Alejandro Guerra entró al juego con la tarea de tener la pelota. La de conducir y manejar el balón, como una manera de defenderse con la redonda y preservar hasta entonces, la ventaja mínima en el marcador. Pero no cumplió. Por el contrario, quiso deshacerse del balón de manera apresurada. Apenas la recuperaba Venezuela, tanto él como los demás, no querían tenerla y se deshacían del balón con pases largos sin sentido y centros sin orientación. Esta asignación reprobada fue la puerta del empate peruano. Tampoco se sintió ubicado a la hora de defender. No sabía cómo hacerlo y mucho menos dónde. Guerra debe ser el mismo que se le ve con el Atlético Nacional, donde asume la conducción y liderazgo.

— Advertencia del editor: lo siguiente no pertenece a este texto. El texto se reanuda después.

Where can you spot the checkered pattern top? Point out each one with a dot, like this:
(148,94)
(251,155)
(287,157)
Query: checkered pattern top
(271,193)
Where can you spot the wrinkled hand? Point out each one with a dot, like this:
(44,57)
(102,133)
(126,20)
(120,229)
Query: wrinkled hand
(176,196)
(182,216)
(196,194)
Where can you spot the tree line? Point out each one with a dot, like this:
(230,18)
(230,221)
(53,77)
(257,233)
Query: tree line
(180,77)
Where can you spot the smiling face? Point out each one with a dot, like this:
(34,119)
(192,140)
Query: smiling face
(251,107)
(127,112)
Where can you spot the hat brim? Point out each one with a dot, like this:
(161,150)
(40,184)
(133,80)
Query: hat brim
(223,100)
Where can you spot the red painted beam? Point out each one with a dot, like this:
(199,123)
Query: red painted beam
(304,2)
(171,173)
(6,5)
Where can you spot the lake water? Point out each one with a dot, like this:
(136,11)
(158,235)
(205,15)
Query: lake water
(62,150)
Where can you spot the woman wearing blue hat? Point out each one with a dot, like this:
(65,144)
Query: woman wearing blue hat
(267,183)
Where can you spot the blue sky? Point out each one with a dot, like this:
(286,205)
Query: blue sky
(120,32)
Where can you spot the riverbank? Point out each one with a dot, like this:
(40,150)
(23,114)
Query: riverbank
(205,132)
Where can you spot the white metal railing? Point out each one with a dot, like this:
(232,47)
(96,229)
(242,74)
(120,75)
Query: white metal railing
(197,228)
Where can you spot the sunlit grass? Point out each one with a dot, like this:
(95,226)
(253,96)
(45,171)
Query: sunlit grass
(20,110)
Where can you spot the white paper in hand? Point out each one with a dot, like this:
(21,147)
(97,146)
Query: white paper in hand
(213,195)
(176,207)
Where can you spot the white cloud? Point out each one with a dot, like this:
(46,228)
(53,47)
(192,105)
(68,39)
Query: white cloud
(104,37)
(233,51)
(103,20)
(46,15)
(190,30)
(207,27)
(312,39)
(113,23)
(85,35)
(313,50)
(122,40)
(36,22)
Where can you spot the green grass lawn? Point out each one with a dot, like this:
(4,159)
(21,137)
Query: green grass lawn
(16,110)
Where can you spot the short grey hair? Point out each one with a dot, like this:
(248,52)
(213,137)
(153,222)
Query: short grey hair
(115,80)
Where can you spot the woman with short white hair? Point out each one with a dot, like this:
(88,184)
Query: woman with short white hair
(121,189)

Está claro que la Vinotinto no fue la apática y discreta selección de los primeros cuatro encuentros de la eliminatoria. Sigue careciendo de aspectos fundamentales de juego. No hay automatismos ni una idea que cumplir dentro del campo. Eso se pudiera ahora justificar ante la renovación que ha iniciado Sanvicente. Hay al menos sangre nueva dispuesta a hacer otras cosas. Rusia 2018 está tan distante que se desvaneció como objetivo. Solo las matemáticas alimentan el sueño a quienes mantienen una ilusión, lejos de la realidad. Se trata de cifras casi imposible de cumplir. El técnico lo sabe, pero no lo ha afirmado, porque quizás no sea lo políticamente correcto. Pase lo que pase con él, lo que ahora acontezca en la selección nacional será pensando en Catar 2022.